La Belle Et La Bete

La Belle Et La Bete
Jangan Ambil Anakku



Bella layaknya mayat hidup. Wajahnya pucat pasi, bibirnya gemetar, dan pandangannya nanar menatap sesosok tubuh mungil yang sedang mendapat pertolongan medis. Seseorang yang juga sedang berlatih di sirkuit mengalami kerusakan mesin hingga mobilnya tidak terkendali. Nahas, Gavin yang juga melintas di arena yang sama kena tabrak hingga bocah itu terpental. Sementara si pengemudi yang hilang kendali, mobilnya meledak beberapa detik setelah pengemudi tersebut berhasil meloloskan diri.


Gavin segera dilarikan ke rumah sakit dengan kondisi tidak sadarkan diri. Darah segar bercucuran dari beberapa bagian tubuh bocah mungil itu.


Sampai di rumah sakit, Bella meluruh ke lantai. Ia memiliki trauma tersendiri melihat cucuran darah. Mengingatkannya pada kejadian disaat Alice hendak mencelakainya. Otaknya tidak mampu lagi berpikir. Ketakutan yang luar biasa menggerogoti setiap aliran darahnya. Tangisan Grace di sisinya ia abaikan, seakan ia tidak mendengarnya. Tubuhnya menggigil ketakutan, ia sibuk menenangkan diri dengan cara yang tidak ia ketahui. Teriakan Alice yang mengejarnya seakan menggema.


"Mom, apa Gavin akan baik-baik saja?"


"Mom, bagaimana ini? Apa Gavin akan mati?"
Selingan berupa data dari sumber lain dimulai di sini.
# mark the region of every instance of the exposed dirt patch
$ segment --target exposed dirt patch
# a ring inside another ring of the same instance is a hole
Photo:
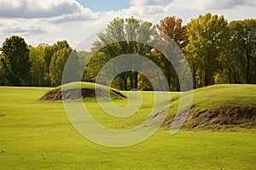
[[[106,96],[106,93],[108,91],[99,90],[100,97]],[[115,96],[119,98],[125,98],[121,93],[110,90]],[[48,92],[45,95],[44,95],[39,100],[40,101],[47,101],[47,100],[75,100],[81,98],[95,98],[96,93],[94,89],[90,88],[71,88],[67,90],[55,89]]]
[[[174,117],[167,120],[166,126],[171,126]],[[190,110],[184,128],[256,128],[255,106],[222,106],[214,110],[201,110],[194,107]]]

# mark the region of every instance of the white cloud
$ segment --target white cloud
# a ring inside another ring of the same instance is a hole
[[[1,18],[52,18],[76,14],[95,18],[94,13],[72,0],[0,0]]]
[[[134,6],[166,6],[172,2],[172,0],[131,0],[131,4]]]
[[[214,3],[216,1],[218,3]],[[52,44],[66,39],[75,47],[85,37],[106,27],[115,17],[134,16],[158,24],[166,16],[176,15],[186,24],[191,18],[207,12],[224,14],[229,20],[256,16],[254,0],[131,0],[131,6],[128,8],[99,13],[74,0],[38,2],[0,0],[2,42],[15,34],[33,46],[40,42]]]

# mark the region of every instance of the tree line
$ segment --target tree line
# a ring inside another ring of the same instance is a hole
[[[59,86],[70,54],[75,59],[73,71],[90,59],[81,81],[95,82],[97,73],[108,61],[122,54],[136,54],[154,61],[164,73],[170,90],[179,91],[181,80],[174,66],[164,54],[153,48],[172,51],[166,36],[185,55],[194,88],[219,83],[256,84],[256,20],[228,22],[223,15],[207,13],[192,19],[187,25],[183,25],[182,19],[176,16],[166,17],[156,26],[134,17],[116,18],[104,32],[98,34],[90,51],[73,50],[67,41],[32,47],[24,38],[12,36],[5,39],[1,48],[0,85]],[[178,60],[180,65],[183,62]],[[141,69],[154,71],[147,68],[147,63]],[[160,78],[155,77],[155,81]],[[122,90],[153,89],[149,80],[133,70],[118,75],[112,86]]]

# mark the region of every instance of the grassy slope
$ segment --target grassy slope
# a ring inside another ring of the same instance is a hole
[[[194,105],[209,107],[230,94],[248,95],[235,101],[253,102],[253,86],[211,87],[198,89]],[[247,89],[248,87],[249,89]],[[215,89],[214,89],[215,88]],[[93,144],[71,125],[63,104],[38,102],[51,88],[0,88],[0,169],[255,169],[256,131],[179,131],[171,136],[161,128],[146,141],[128,148],[113,149]],[[214,91],[217,90],[217,91]],[[143,93],[142,109],[126,119],[115,122],[103,114],[95,100],[87,107],[104,126],[125,128],[148,116],[152,93]],[[177,96],[178,94],[174,94]],[[206,101],[207,96],[209,101]],[[212,95],[212,97],[209,97]],[[212,98],[217,96],[216,98]],[[229,99],[230,100],[230,99]],[[231,100],[230,100],[231,101]],[[234,101],[234,100],[232,100]],[[117,100],[125,105],[125,99]],[[176,105],[175,102],[172,105]]]
[[[175,114],[179,105],[179,100],[171,104]],[[193,92],[192,107],[197,107],[202,111],[205,110],[218,109],[222,106],[255,106],[256,86],[255,85],[214,85],[207,88],[198,88]]]

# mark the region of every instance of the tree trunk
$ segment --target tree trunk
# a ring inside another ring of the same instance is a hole
[[[138,76],[138,72],[134,72],[134,88],[137,89],[137,77]]]
[[[195,65],[193,64],[193,76],[194,76],[194,89],[196,89],[196,70]]]
[[[247,83],[250,84],[250,55],[248,53],[247,53]]]

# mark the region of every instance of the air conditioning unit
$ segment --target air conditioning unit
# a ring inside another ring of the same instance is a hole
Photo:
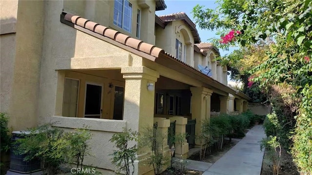
[[[12,144],[11,145],[10,169],[6,173],[7,175],[43,175],[41,169],[40,159],[34,158],[31,160],[25,161],[24,158],[27,156],[27,154],[18,154],[16,153],[19,146],[19,144],[15,141],[25,136],[30,134],[31,132],[13,131],[11,138]]]

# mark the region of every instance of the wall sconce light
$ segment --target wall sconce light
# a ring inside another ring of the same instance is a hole
[[[153,91],[155,89],[154,83],[148,83],[147,84],[147,90],[150,91]]]
[[[205,100],[207,100],[208,99],[208,97],[207,95],[206,95],[206,96],[204,96],[204,99]]]

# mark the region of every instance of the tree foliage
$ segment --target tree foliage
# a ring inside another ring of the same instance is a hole
[[[295,115],[276,115],[281,118],[279,121],[292,120],[287,120],[290,116],[295,119],[291,148],[294,161],[302,174],[312,174],[312,1],[219,0],[217,3],[217,10],[205,9],[199,5],[193,10],[196,22],[202,29],[219,30],[220,37],[233,29],[240,31],[230,43],[213,39],[217,47],[227,49],[238,45],[243,52],[244,48],[269,37],[274,41],[273,49],[266,53],[266,60],[252,66],[248,72],[255,74],[252,80],[267,93],[274,85],[286,83],[294,90],[292,96],[302,99],[296,103]],[[276,108],[275,110],[278,111]],[[289,128],[288,134],[292,129]]]
[[[112,163],[115,165],[119,170],[123,171],[126,175],[133,175],[135,173],[134,162],[136,156],[137,147],[135,144],[130,146],[131,142],[137,141],[138,134],[131,129],[124,128],[123,132],[113,135],[109,140],[114,143],[115,147],[118,149],[112,154]],[[131,167],[132,166],[132,167]],[[132,170],[131,170],[132,168]]]

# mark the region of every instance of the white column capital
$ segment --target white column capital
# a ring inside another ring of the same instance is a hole
[[[145,66],[123,67],[121,68],[121,74],[125,79],[146,79],[151,81],[157,81],[159,73]]]
[[[229,101],[230,97],[229,96],[219,96],[220,101]]]
[[[191,87],[190,89],[192,94],[203,94],[211,96],[213,91],[204,87]]]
"Aku akan mencoba menghubungi Daddy. Di mana ponselmu, Mom? Di mana tasmu?"


Tidak menemukan jawaban, akhirnya Grace berinisiatif mencari sendiri. Sayang, ia tidak menemukan tas ibunya sama sekali. Sepertinya tertinggal di sirkuit.


"Aku tidak menemukan tasmu, Mom," Bella masih saja mengabaikannya. "Mom, lihat aku, Mom. Aku di sini, Gavin jagoan kita, dia akan baik-baik saja. Mom, kumohon sadarlah." Grace menepuk-nepuk wajah ibunya dengan kedua tangan mungilnya. Kondisi keduanya dalam keadaan bercucuran air mata. "Mom, tolong katakan sesuatu, apa yang harus kulakukan." Grace memeluk Bella dengan erat. Kondisi Bella yang seperti ini bukan pertama kalinya ia hadapi. Bella memang selalu bersikap seperti ini setiap melihat banyak darah.


"Ja-jangan ambil anak."


Orang-orang yang lalu lalang hanya menatap iba lalu pergi begitu saja. Beberapa perawat keluar masuk dari ruangan di mana Gavin sedang mendapat perawatan. Para perawat itu berlari membawa beberapa kantong darah.
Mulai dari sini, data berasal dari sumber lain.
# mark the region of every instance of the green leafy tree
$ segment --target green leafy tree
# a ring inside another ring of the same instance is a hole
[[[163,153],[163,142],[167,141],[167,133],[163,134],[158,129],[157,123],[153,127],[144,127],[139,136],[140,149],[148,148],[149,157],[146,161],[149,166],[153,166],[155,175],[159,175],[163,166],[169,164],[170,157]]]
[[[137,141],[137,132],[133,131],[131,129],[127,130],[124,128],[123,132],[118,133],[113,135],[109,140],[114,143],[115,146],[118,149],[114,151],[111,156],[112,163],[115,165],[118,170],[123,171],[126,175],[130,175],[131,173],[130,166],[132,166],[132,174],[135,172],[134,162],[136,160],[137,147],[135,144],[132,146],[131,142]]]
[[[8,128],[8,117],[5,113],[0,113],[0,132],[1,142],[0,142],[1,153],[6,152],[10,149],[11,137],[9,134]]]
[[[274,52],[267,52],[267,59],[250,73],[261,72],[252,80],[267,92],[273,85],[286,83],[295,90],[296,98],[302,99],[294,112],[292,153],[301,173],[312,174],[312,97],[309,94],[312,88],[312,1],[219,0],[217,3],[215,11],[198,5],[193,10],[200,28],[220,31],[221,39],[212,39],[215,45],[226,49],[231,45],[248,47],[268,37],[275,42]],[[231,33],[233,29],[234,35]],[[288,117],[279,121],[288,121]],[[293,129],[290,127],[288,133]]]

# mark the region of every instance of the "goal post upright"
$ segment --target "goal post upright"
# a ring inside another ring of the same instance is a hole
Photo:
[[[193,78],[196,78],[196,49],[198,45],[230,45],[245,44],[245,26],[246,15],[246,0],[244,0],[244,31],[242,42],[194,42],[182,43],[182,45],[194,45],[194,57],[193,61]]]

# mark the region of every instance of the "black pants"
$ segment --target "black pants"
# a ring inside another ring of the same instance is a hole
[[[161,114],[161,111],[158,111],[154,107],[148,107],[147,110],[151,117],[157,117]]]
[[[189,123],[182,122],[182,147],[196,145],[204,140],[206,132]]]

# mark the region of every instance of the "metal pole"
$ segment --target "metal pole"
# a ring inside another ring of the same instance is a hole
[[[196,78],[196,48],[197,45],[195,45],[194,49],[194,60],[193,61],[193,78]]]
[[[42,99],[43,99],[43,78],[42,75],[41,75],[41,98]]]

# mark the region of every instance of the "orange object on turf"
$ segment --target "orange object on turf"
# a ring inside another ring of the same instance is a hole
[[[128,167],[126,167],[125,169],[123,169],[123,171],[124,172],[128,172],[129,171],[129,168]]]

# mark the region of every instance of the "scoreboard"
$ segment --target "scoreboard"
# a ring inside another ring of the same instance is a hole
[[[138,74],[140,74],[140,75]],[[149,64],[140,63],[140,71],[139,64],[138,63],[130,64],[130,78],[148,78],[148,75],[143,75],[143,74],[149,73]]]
"Dokter, suster, perawat, kalian harus menyelamatkan Gavin. Kumohon. Apakah di sini masih ada dokter? Ibuku butuh perawatan."
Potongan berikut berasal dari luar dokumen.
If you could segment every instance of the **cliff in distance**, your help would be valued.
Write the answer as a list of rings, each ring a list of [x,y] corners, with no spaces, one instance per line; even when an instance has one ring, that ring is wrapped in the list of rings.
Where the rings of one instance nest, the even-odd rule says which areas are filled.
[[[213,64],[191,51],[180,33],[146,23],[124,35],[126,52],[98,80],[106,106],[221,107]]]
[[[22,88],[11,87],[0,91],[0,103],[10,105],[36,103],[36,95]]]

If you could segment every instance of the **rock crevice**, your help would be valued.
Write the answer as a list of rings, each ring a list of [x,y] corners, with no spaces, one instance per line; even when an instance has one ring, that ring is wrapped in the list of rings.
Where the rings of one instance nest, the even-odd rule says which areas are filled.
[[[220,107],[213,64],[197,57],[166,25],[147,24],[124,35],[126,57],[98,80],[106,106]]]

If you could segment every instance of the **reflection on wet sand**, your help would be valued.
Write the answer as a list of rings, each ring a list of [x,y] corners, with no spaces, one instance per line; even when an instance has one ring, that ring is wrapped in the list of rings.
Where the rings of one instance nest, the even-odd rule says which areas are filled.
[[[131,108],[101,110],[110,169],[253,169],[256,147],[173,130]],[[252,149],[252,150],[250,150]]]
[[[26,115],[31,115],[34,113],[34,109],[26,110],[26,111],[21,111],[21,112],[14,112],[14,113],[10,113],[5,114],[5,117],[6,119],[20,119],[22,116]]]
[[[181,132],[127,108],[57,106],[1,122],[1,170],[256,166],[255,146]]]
"Keluarga pasien?" seorang perawat kembali keluar, menatap Bella dan Grace dengan seraut wajah bingung. "Permisi, apakah Anda, ibu dari pasien yang dirawat di..."


"JANGAN AMBIL ANAKKU! JANGAN MEREBUTNYA!!" Bella mendorong Grace dari pelukannya, menatap tajam perawat yang berdiri di hadapannya.


Perawat itu tersentak kaget, begitu pun dengan pengunjung yang lain. "Jangan ambil anakku," Bella memeluk perutnya dengan erat seolah ia masih mengandung.


Grace mengusap air matanya, mencoba tegar menghadapi situasi ini. "Ma-maafkan ibuku, suster. Ya, yang di dalam sana adalah saudaraku."


Perawat itu menatap Grace dengan tatapan bingung dan iba. Tidak mungkin ia menyampaikan keadaan pasien kepada seorang bocah. Perawat itu mengalihkan tatapannya kepada Bella, ia meringis menyadari jika Bella juga tidak bisa diajak untuk berbicara. Terpaksa perawat itu masuk kembali ke dalam ruangan untuk menyampaikan keadaan keluarga pasien kepada sang dokter yang sedang memberikan pertolongan kepada Gavin.


Tidak berapa lama seorang dokter keluar dari ruangan tersebut. Terkejut melihat kondisi Bella yang menggigil ketakutan. Ia memberi perintah kepada beberapa perawat agar membawa ke dalam ruangan untuk mendapatkan perawatan.